18 yaşından beri kendisine itici gelen Uludağ'a, sadece arkadaşını
yalnız bırakmamak amaçlı gitmiş...
Son gördüğünden bu yana Uludağ'ın otellerle dolduğunu görmüş...
Tatari, Ali Ağaoğlu'nun da Uludağ'da İmparator olduğunu
farketmiş...
Çünkü Ağaoğlu'nun 7 tane kayak pisti varmış...
Ayrıca en son teknoloji ve en bol imkanlar onda, tüm otellere
mazot, su, kar arabası servisi veriyormuş...
Tuğçe Tatari'nin Uludağ'a yönelik en can alıcı gözlemleri
bunlar...
Peki Tatari nerede ve nasıl saldırıya uğradı?
Onu da gelin kendi kaleminden okuyalım...
(...) Uludağ'da eğlenceli geceler sahneye ünlü bir sanatçı
çıktığında yaşanıyormuş sadece.
Mesela pazartesi Yazıcı Otel, Ajda Pekkan'ı ağırlayacakmış. Bu
nedenle tüm dağ barlarında bir heyecan havası var...
'Oraya gelen müşteri daha sonra geceye devam etmek isterse yaşadık'
diyorlar.
Gece saat 01:00 olmuş, ben hala tam istediğim gibi bir yer
bulamamışım.
Otele doğru yürüyoruz.
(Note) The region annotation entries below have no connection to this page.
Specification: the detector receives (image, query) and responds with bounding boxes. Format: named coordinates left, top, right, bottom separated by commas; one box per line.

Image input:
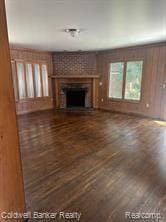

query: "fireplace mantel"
left=52, top=74, right=99, bottom=109
left=51, top=75, right=99, bottom=79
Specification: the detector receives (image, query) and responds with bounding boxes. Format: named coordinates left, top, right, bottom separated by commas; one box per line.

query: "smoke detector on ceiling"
left=65, top=28, right=81, bottom=38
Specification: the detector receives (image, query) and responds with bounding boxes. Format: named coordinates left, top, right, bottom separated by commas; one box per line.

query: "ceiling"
left=6, top=0, right=166, bottom=51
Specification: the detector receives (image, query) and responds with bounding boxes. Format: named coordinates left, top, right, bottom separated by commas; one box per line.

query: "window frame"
left=11, top=59, right=51, bottom=103
left=107, top=58, right=145, bottom=103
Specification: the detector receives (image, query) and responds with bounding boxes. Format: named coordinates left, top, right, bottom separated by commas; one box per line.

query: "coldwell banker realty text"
left=0, top=211, right=81, bottom=221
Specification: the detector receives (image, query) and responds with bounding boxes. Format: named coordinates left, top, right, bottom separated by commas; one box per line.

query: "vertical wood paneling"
left=0, top=0, right=25, bottom=219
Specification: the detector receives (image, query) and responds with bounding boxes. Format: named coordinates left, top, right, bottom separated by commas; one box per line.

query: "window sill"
left=108, top=98, right=141, bottom=104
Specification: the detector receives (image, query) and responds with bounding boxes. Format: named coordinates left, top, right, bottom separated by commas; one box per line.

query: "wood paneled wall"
left=0, top=0, right=25, bottom=219
left=10, top=48, right=53, bottom=114
left=97, top=44, right=166, bottom=119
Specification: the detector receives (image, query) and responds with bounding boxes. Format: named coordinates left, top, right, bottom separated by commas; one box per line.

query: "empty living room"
left=0, top=0, right=166, bottom=222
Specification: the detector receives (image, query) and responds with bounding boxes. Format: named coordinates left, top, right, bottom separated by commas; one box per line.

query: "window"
left=11, top=60, right=49, bottom=101
left=34, top=64, right=42, bottom=97
left=41, top=64, right=48, bottom=96
left=109, top=61, right=143, bottom=101
left=17, top=62, right=26, bottom=99
left=125, top=61, right=143, bottom=100
left=25, top=63, right=34, bottom=98
left=109, top=62, right=124, bottom=99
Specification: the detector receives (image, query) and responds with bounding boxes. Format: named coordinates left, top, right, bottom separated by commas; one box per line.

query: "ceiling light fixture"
left=65, top=29, right=80, bottom=37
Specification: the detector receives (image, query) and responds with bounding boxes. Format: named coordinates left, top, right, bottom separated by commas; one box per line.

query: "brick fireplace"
left=53, top=75, right=98, bottom=109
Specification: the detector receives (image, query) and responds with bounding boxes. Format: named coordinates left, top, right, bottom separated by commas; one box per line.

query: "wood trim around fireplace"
left=52, top=75, right=99, bottom=109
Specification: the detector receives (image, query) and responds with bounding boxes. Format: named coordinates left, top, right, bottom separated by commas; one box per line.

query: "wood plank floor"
left=18, top=111, right=166, bottom=222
Kervan Saray'ın önünden geçerken 'Aldo'
afişi gördüm. Otelin içinde Ayyash isimli barda sahneye
çıkıyormuş.
Eğlenceli olabilir diye daldık bara.
Herkes çok nazik, hemen güzel bir yere oturttular, Aldo 20 dakika
sonra çıkacak dediler.
Birer içki söyledik.
Mekan çok eski, hatta köhne... İçeride 4 masa dolu sadece.
Aradan yarım saat geçti, Aldo sahneye çıktı ve bizimkiler
'kalkalım' dedi...
Önce Levent Kazak ve Alper Kul kalktı.
Kalkarken Alper, 'Adam başı 100 TL imiş... Ayakbastı parasıymış bu,
ister iç ister içme ödüyormuşsun. Biz kendimizinkileri ödedik, aman
haberin olsun' dedi ve gitti.
Biz üç kişi kaldık. Onlardan 10 dakika sonra biz de kalktık. Bu
arada hala birinci kadehlerimizi içiyorduk.
İsmail hesabı istedi.
Sonra benim kulağıma eğilip, '600 lira gelmiş. Burada çok gürültü
var, Aldo da sahnede ve çok yakınız, ayıp olmasın kapıda itiraz
edelim hesaba' dedi.
Aldık montlarımızı kapıya doğru yürürken görev tanımını
bilmediğim genç adam kollarını iki yana açarak atladı önüme,
'hesabı ödemeden kaçamazsınız' diye bağırarak.
Biz, 'Kaçmıyoruz, ödeme yapacağız ama itirazımız var, üç kişi 600
lira olmaz' demeye çalışıyoruz... Adam, 'Arkadaşlarınız çıkarken
sizin ödeyeceğinizi söyledi' diyor...
Ben 'Hayatımda böyle çingene bir tavırla karşılaşmadım, bu ne ya?'
diye tepki gösterince üzerime yürümeye başlıyorlar, hepsi
erkek...
Daha yaşlı olan, kabalaşan ve dozu artıranın önüne geçip 'sen git'
diyor ve kendisi üzerime yürümeye başlıyor, 'Sen burayı çay bahçesi
mi sandın? Geldiysen bedelini ödeyeceksin diye haykırıyor'.
Ağzıma gelen ne varsa söyleyip, hesabı ödeyip çıkıyoruz.
Hayatımda böyle muamele görmedim.
Girip çıkmadığım yer kalmadı. Pavyonundan, travesti barına kadar...
Hiçbirinde böyle bir şey ne gördüm ne duydum.
Ama işte Uludağ'ı sonradan görmelerin merkezi haline bu tip
'yakaladım mı gömerim' zihniyeti getirdi.